She looked round suddenly, and caught sight of Mr Graynor, standing with the library door open, surveying the scene. She shrank back, quailing before the cold anger of his look. But he had recognised her, and spoke now in a voice of sharp command.
“Come in here, girl,” he said; and to his son he added fiercely: “William, bring that woman inside, and shut the door.”
From force of habit, perhaps too because he recognised that there was no possible chance of evading explanations, William obeyed the order. He allowed Bessie Clapp to precede him, and following her into the room, shut the door sharply behind him, and stood with his back against it in an attitude of gloomy anger. Once he looked at Prudence, seated opposite their father with the newspaper in her lap, regarding the woman and child with pitiful understanding eyes. He would have liked to suggest the advisability of her retiring; but his natural effrontery had deserted him, and he remained silent.

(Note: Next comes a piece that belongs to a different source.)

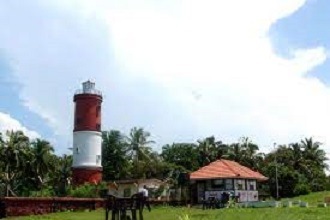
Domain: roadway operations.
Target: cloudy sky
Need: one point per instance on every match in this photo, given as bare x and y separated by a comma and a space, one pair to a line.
182, 69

Bessie Clapp also looked at Prudence. The sight of the quiet figure, the light of friendly interest in the blue eyes, proved heartening: the hardness melted from her own face. Standing a few steps inside the door against which William leaned, superb in her magnificent beauty, with the child clinging nervously to her hand, she confronted Mr Graynor, who, reseating himself, remained staring at her fixedly across the writing-table upon which he rested his shaking hand.

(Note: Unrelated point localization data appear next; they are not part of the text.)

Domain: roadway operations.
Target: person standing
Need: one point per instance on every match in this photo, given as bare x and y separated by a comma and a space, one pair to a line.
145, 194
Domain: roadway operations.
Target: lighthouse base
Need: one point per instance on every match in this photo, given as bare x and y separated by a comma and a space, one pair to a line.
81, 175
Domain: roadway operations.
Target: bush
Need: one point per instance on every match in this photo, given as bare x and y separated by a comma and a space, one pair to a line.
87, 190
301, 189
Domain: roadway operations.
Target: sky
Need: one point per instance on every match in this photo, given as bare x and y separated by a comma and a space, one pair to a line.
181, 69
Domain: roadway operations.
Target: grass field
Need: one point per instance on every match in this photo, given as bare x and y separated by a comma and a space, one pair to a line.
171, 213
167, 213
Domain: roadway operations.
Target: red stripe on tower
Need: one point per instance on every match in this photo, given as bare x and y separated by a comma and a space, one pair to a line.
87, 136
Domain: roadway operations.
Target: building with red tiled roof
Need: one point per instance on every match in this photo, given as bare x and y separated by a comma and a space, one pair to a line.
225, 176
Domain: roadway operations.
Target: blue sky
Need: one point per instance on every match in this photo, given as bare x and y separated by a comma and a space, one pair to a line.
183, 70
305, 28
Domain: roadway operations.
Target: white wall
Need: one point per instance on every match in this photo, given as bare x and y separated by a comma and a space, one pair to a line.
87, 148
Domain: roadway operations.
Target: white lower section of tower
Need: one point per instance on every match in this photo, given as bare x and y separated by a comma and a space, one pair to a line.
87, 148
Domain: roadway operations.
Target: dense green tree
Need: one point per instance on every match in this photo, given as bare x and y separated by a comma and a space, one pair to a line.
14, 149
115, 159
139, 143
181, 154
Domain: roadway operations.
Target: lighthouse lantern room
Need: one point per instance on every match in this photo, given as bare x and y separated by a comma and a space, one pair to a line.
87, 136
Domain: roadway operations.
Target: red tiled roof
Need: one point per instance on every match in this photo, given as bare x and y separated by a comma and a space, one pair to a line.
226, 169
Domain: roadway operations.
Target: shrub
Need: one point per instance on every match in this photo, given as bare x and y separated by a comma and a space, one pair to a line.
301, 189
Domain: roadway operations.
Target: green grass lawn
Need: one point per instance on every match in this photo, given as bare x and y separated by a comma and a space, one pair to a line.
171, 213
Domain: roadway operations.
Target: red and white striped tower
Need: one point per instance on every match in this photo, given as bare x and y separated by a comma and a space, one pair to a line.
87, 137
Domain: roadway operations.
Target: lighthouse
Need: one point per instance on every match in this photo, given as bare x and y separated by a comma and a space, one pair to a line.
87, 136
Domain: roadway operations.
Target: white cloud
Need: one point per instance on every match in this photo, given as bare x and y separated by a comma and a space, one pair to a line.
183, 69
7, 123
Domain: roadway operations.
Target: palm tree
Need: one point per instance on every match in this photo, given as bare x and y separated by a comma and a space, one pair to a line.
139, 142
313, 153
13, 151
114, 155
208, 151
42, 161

The stillness of their various poses, for with the closing of the door each had maintained a rigid immovability, was fraught with significance. There was no need for a verbal explanation of the presence of the woman with her child in that house. Mr Graynor knew, Prudence knew, as surely as William and the girl, what brought her there. Nevertheless Mr Graynor, leaning heavily upon the table, with his cold eyes upon the girl’s frightened face, demanded the reason of her noisy intrusion.
“I told her not to come,” William interposed sullenly. “I dared her to come here annoying you.”
Mr Graynor silenced him with a gesture, never once removing his gaze from the nervous, but still defiant, face. His question had been addressed to the girl, and he waited for her to answer him. She drew the child closer to her, and looked into the cold unsympathetic face of her questioner, and answered with a sort of sulky shame:
“I’ve brought William Graynor’s son ’ome.”
William made a move, taking a quick step towards her as though he would have silenced her with force; but no one looked in his direction; and he shrank back to his former position by the door.
“You make a serious charge,” Mr Graynor said, speaking harshly. “It will go hard with you if you cannot prove your words.”